Honorary Degree | Jacquelyn Yvonne McLendon L.H.D. '21
Jacquelyn Yvonne McLendon, in the nearly three decades since you arrived at William & Mary, you have played a pivotal role advancing scholarship, learning and self-understanding at this university. Even in your retirement, the fruits of your research shine a light on members of our community whose stories have seldom been told.
Born and raised in Cleveland, Ohio, you grew up loving to read and write and dreamt of one day becoming a writer. After working for the government and starting a family, you decided to attend college in hopes of moving up in the government sector. Little did you know you were embarking on a 10-year-long path to become a scholar, academic, diversity advocate and beloved professor.

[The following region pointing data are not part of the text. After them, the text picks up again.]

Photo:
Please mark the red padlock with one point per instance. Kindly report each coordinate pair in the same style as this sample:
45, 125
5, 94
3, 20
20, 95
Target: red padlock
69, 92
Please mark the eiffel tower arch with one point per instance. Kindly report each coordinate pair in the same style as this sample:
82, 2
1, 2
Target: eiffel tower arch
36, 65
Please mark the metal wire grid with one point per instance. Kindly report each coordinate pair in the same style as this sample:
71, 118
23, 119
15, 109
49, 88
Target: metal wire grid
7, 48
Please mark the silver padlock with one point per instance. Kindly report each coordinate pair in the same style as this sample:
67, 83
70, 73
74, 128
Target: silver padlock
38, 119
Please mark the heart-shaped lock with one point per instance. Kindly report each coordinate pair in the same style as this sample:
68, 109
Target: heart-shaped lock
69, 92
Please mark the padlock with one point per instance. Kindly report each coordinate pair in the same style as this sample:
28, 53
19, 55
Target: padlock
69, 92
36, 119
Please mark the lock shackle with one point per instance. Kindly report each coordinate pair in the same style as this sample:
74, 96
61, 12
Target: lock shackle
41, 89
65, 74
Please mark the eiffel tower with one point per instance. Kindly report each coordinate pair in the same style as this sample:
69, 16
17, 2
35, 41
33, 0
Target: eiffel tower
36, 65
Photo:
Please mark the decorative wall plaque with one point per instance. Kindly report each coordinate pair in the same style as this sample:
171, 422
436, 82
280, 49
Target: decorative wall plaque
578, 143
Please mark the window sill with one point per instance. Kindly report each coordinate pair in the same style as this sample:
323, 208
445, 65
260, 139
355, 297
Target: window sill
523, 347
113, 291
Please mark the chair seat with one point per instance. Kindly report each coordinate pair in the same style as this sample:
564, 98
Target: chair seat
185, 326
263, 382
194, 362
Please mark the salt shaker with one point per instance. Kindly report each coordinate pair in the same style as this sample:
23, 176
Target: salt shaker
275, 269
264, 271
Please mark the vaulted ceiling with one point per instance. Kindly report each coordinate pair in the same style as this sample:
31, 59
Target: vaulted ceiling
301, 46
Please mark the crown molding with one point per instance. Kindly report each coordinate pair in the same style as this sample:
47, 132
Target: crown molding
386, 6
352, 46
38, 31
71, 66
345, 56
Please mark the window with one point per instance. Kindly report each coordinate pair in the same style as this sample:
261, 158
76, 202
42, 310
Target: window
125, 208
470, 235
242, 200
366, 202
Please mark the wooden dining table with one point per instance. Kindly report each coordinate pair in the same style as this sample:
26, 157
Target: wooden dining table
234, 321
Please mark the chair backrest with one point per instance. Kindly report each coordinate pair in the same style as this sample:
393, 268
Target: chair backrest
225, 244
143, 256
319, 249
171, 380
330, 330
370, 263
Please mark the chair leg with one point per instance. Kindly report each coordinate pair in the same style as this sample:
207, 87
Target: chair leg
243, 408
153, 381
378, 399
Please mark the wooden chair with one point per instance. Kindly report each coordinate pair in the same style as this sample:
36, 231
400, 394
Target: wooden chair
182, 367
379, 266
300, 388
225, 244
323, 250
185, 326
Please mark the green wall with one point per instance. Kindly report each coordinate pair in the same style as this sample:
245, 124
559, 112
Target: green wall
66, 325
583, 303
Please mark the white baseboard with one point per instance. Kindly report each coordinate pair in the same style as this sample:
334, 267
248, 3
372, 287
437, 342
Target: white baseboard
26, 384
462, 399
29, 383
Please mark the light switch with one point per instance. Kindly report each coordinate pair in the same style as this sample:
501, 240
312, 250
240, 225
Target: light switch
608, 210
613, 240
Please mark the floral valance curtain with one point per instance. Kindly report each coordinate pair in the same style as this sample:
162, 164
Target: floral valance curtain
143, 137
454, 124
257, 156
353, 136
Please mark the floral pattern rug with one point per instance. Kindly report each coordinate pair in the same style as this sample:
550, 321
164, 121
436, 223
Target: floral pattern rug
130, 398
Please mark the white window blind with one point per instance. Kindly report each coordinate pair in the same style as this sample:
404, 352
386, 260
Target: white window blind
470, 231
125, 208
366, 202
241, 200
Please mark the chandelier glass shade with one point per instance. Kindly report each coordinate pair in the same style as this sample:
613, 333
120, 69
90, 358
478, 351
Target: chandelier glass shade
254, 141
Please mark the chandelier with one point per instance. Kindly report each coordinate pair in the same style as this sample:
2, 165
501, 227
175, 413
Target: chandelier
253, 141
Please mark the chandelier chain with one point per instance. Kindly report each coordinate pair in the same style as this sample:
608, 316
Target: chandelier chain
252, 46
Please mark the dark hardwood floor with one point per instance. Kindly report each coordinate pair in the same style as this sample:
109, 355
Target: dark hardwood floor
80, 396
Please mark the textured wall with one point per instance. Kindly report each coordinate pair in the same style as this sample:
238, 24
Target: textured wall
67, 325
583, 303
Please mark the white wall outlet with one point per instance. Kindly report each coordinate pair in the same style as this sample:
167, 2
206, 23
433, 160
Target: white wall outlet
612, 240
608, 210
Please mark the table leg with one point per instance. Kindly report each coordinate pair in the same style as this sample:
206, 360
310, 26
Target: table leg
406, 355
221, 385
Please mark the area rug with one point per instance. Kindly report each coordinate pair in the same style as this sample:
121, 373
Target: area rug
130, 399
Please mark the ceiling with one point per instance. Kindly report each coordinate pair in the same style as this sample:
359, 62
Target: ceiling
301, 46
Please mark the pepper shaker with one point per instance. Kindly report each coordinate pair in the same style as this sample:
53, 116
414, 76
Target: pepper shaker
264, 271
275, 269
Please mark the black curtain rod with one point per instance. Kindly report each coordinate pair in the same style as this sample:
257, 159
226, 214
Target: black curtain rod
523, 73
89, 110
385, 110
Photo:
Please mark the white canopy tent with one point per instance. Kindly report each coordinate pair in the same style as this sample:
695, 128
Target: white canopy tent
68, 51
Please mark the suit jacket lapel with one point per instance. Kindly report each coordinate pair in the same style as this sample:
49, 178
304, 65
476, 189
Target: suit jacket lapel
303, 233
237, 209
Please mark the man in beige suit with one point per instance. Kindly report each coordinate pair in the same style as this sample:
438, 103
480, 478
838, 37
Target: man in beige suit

After earning your undergraduate degree at Temple University as a single mother, you moved home to Ohio to pursue your master’s and doctoral degrees at Case Western University while caring for your mother. At the encouragement of several professors, you chose the arduous path of an academic trailblazer.
From the moment you came to William & Mary, you propelled change. You pioneered the creation of a Black Studies Program and served as its founding director, and you continued to shape its development as it evolved with the expanding discipline into Africana studies. As professor of English and Africana studies, your scholarship illuminated the Harlem Renaissance, and the work of Black women writers and Black American artists. When William & Mary marked the 50th anniversary of
the university’s first African-American students in residence, you leaned in once again, to chair of the commemoration planning committee.
The conversations you had, people you met and stories you heard during the year-long commemoration inspired you to write the university’s first history of its Black community: “Building on the Legacy: African Americans at William & Mary, An Illustrated History of 50 Years and Beyond.” You
have fulfilled your childhood dream of becoming a writer by authoring and editing numerous other books, including “The Politics of Color in the Fiction of Jessie Fauset and Nella Larsen,” “Phillis Wheatley: A Revolutionary Poet” and “Approaches to Teaching the Novels of Nella Larsen.”
An honorary member of Phi Beta Kappa, you have continued to teach part-time since retiring in 2013, including your current role teaching remotely for the University of Maryland Global Campus.
Jacquelyn Yvonne McLendon, we honor your groundbreaking work amplifying voices who have too long been lost and silenced. William & Mary has been fortunate indeed in your leadership. By virtue of the authority vested in me by the Board of Visitors and the Ancient Royal Charter of The College of William & Mary in Virginia, I hereby confer upon you the degree of Doctor of Humane Letters, Honoris Causa.